问题
I would like to debate if PlayORM's virtual partitioning is the best way to partition data always, as compared to Cassandra's partitioning.
Schema:
- TimeStamp
- Device ID
- Device Name
- Device Owner
For a TimeStamp, there are 500 K rows, and for a particular Device ID, there are 10 K rows
If I want to partition on 2 columns, say TimeStamp and Device ID. I have following ways this could be done:
- Use PlayORM to 'virtual' partition on both columns, such that data for any virtual partition by any column is distributed on all nodes.
- Use Cassandra's built in partitioning support for one of the columns, and use PlayORM's approach to create 'virtual' partitioning on other columns.
If 'Device ID' was partitioned the 'Cassandra' way, then all the records for a particular 'Device ID' will be stored in disk at contiguous location, and one could carry on with virtual partitioning approach for 'TimeStamp' as playorm does.
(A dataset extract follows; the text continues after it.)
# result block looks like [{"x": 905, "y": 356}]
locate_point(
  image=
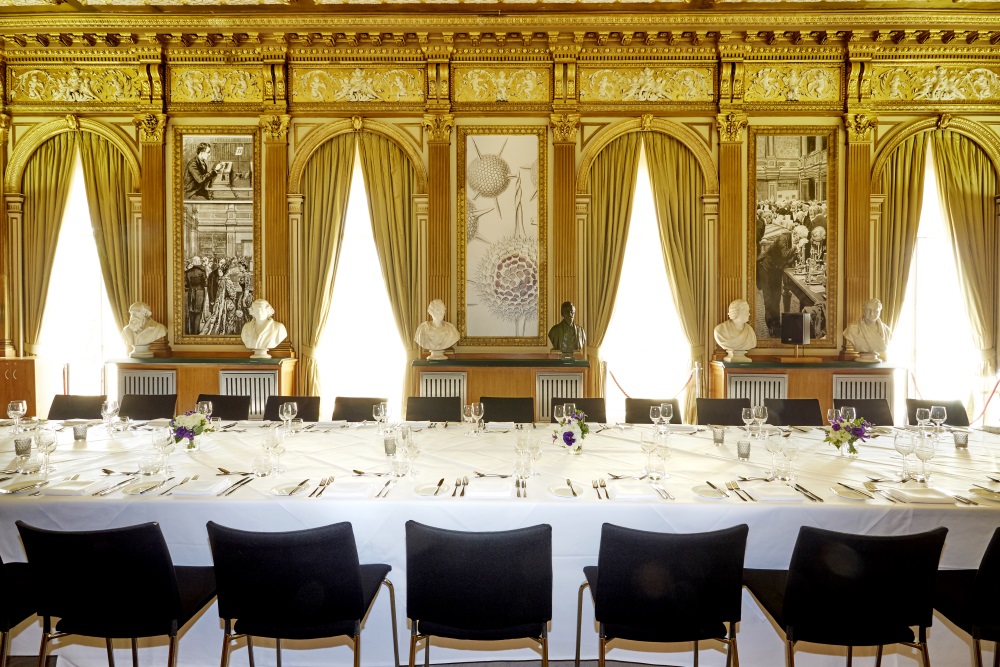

The reason I may prefer this over PlayORM's approach is that with Cassandra's partition approach, all records of a particular Device ID can be fetched fast if they are in physically contiguous locations on disk, since they are less in numbers (10K only). This may be better than PlayORM's all out approach to distribute records for all partition evenly on nodes, since then the data would be randomly distributed on disk, resulting in many disk seeks, and obviously that would slow things down. So even though in PlayORM's approach, we are doing divide and conquer kind of solution by dividing the rows among nodes in cluster, the speedup due to divide and conquer may be offset by high disk seeks because rows could be randomly scattered all over the node (as against Cassandra's partition, where it would be all together).
Does the above seem to be a valid point, or is there some fault in my understanding?
回答1:
That could potentially be true, but you are also assuming on one cassandra node there will not be many seeks as well due to all the compactions that can occur. Compactions are constantly occuring in cassandra with SizeTiered or Leveled compactions. The best thing may be to just write an actual test case testing both scenarios. Sometimes taking a couple days to really test out theories can payoff big in the end. To really test this well, you may want a 6 node cluster if reads are set to QUOROM(ie. 2 nodes hit for each read). If you have 3 nodes with RF=3, you may see equal performance.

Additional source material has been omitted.